The Pursuit of Happyness





Review:

The Bottom Line

Will Smith has banked a lot of goodwill with moviegoers and he's going to need to cash some in with his starring role in the depressing drama, The Pursuit of Happyness. Pursuit is a movie designed to have you reaching for your tissues, but unfortunately it's so overwrought, heavy-handed and into bashing the audience over the head with its message that the emotional impact is dramatically lessened as each minute of the running time slowly ticks by.

The Story

Based on true events, The Pursuit of Happyness (the incorrect spelling is explained in the film) follows Chris Gardner (Smith) as he struggles to achieve the American dream. Chris has everything going against him. His wife (Thandie Newton) left him and he's raising his 5-year-old son alone, without any real income. Determined to provide for his son Christopher (Jaden Smith) no matter what, Chris enters an unpaid internship program at a brokerage firm in hopes of landing the one paid position available at the end of the training program.
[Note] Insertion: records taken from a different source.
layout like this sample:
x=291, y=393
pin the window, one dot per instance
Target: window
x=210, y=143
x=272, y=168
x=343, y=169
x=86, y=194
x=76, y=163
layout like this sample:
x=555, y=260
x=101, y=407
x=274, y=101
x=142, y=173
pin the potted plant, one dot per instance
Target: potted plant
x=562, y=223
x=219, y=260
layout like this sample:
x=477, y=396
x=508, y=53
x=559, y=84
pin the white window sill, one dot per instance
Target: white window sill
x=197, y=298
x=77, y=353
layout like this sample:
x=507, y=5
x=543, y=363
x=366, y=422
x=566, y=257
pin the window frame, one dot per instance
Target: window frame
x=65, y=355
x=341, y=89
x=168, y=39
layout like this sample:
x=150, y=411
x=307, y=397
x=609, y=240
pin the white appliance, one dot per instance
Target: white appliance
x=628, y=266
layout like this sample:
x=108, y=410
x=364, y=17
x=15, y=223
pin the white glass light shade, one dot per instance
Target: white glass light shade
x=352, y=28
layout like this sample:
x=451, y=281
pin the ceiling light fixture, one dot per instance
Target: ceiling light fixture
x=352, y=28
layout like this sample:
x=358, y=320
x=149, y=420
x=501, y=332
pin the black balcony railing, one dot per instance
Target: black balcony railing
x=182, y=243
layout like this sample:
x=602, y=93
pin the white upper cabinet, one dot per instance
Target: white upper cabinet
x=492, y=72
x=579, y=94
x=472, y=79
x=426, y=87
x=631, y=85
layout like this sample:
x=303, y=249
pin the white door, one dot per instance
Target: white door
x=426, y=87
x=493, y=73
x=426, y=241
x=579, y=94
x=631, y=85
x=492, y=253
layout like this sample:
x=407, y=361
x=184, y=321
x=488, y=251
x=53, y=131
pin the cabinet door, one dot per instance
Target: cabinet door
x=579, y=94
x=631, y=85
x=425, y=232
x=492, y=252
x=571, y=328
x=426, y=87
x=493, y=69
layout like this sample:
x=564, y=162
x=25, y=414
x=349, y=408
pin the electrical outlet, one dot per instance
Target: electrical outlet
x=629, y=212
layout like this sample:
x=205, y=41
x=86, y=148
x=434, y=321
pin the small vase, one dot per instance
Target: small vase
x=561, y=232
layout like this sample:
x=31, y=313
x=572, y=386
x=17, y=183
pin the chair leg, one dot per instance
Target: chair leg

Sleeping in bathrooms, homeless shelters, and shabby hotels when he's got the money to afford a room, Chris never gives up on the idea he can land a job and provide his son with a better life. Will Chris be able to grab the brass ring? Will his son be raised in an environment of love? If you watched the 20/20 special on the real Gardner, you know exactly how this story turns out.

To Sum It Up

If Jaden Christopher Syre Smith didn't turn in such a terrific performance, the cries of nepotism might overwhelm anything else to do with the release of The Pursuit of Happyness. However the younger Smith inherited talent from his parents and so he actually deserved the big break. That said, there are too many scenes in The Pursuit of Happyness that feel as though they're included in the film just to show off the close relationship between dad and son. Anyone arguing the need for an overabundance of scenes between the two because The Pursuit of Happyness is based on real events is assuming the story faithfully follows reality. It doesn't. Chris Gardner's real son was only two at the time of the events portrayed in the film.

If patience isn't a virtue you possess, pass on Pursuit of Happyness. The film takes forever to get going yet once it's underway, it doesn't seem to ever want to stop.